Failure to Timely Report Resident-to-Resident Sexual Abuse Allegation
Penalty
Summary
The deficiency involves the facility’s failure to ensure that staff immediately reported an allegation of resident-to-resident sexual abuse to administrative staff so it could be reported to the State Survey Agency within the required two-hour timeframe. Facility policy dated June 2022 required that any complaint, observation, or suspicion of resident abuse, neglect, mistreatment, or misappropriation of resident property be reported to the Massachusetts Department of Public Health, Division of Health Care Quality, and other appropriate agencies in accordance with state and federal law.
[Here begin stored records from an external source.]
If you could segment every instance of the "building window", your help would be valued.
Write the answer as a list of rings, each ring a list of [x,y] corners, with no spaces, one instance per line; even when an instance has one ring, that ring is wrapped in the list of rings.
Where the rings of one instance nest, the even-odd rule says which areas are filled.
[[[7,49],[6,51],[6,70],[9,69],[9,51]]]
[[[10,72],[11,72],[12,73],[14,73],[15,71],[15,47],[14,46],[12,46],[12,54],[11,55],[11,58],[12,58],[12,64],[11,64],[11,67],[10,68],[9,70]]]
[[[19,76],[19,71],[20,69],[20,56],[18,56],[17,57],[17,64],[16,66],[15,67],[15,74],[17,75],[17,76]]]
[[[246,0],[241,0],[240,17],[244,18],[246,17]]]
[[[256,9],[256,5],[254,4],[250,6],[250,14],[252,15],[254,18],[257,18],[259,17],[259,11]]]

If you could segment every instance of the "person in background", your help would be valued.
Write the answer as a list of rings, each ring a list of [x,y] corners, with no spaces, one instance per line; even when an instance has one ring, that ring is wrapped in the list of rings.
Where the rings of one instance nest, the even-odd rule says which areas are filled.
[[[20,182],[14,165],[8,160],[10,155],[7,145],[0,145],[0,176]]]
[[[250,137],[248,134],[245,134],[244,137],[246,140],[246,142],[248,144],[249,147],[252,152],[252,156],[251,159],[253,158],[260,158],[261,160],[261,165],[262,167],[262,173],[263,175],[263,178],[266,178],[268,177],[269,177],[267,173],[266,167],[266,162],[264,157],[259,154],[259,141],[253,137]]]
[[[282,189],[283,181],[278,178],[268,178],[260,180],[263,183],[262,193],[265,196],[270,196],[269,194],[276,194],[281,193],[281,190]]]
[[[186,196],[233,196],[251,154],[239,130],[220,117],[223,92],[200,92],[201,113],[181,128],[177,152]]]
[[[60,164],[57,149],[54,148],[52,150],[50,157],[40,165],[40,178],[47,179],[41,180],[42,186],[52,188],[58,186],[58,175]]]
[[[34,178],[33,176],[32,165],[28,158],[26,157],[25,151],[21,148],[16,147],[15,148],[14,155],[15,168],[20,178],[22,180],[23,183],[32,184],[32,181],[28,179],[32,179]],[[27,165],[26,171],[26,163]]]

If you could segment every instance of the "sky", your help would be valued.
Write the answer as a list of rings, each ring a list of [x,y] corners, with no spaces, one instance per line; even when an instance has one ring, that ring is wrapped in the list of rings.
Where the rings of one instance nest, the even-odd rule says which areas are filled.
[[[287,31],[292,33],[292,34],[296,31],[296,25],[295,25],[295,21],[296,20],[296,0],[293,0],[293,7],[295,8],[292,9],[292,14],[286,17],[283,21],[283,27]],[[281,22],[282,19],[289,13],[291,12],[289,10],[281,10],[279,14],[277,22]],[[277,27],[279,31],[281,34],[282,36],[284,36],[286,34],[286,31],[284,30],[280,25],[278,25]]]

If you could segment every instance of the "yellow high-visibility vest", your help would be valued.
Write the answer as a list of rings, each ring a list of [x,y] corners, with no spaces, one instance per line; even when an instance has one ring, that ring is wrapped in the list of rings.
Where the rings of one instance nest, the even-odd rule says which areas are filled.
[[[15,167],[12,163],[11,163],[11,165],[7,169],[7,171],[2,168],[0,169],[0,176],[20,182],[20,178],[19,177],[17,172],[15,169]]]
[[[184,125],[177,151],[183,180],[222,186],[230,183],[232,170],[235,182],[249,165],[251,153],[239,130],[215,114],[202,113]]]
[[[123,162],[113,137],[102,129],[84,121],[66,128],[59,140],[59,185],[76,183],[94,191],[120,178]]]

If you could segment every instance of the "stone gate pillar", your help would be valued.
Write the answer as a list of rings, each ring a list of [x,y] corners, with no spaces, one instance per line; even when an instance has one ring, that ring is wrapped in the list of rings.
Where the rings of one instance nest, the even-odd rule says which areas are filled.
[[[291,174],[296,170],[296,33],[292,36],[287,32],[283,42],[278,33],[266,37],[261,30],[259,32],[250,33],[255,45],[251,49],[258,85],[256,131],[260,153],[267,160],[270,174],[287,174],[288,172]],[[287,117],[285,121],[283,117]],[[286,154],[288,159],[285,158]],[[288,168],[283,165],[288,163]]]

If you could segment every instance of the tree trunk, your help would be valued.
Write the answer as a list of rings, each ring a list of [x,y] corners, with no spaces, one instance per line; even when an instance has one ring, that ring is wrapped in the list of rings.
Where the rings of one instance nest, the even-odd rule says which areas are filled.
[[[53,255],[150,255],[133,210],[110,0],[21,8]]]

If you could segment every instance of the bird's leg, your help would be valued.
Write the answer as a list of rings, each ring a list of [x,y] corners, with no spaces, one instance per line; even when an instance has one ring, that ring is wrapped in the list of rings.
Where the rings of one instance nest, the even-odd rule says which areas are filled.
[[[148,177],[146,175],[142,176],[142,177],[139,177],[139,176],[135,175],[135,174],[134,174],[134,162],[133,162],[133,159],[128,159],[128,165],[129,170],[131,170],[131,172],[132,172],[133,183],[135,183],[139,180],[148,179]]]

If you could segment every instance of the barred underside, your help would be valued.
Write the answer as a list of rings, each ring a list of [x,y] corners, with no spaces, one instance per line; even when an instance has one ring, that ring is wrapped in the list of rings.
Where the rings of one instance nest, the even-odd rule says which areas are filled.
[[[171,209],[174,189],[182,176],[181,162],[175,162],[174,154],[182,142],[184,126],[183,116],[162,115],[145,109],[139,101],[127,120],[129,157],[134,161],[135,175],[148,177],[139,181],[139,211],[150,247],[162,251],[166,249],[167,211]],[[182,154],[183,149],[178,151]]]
On the evening of 03/04/26, CNA #2 observed Resident #2, who did not reside in Resident #3’s room, seated on Resident #3’s bed while Resident #3 lay in bed with no clothing covering the genital area. CNA #2 saw Resident #2 touching Resident #3’s genital area with one hand, while Resident #3’s hand covered Resident #2’s hand and the other hand touched Resident #2’s chest under the shirt. CNA #2 immediately removed Resident #2 from the room and reported the incident to Nurse #1. Resident #2 had diagnoses including dementia, aphasia, conversion disorder, and post-traumatic stress disorder, and an annual MDS dated 02/25/26 showed severely impaired cognitive skills and that the resident rarely or never made self understood or understood others. Resident #3 had vascular dementia, and a quarterly MDS dated 02/17/26 indicated severely impaired cognitive patterns despite usually being able to make self understood and understand others. After CNA #2’s report, Nurse #1 acknowledged that around 6:15 P.M. on 03/04/26 she was informed of the residents’ sexual activity and stated she contacted the ADON by telephone or email and later texted the DON sometime after 11:00 P.M., approximately four hours after the incident. The ADON did not recall being informed, and the DON reported she did not become aware of the incident until seeing Nurse #1’s text at about 5:00 A.M. on 03/05/26, nearly 11 hours after the event, at which time she notified the Administrator. The Administrator stated he first learned of the allegation when the DON texted him the morning of 03/05/26 as he arrived at 8:00 A.M., and confirmed the incident was not reported to the State Agency within two hours, with the Health Care Facility Reporting System submission created on 03/05/26 at 1:29 P.M., more than 18 hours after the alleged incident occurred.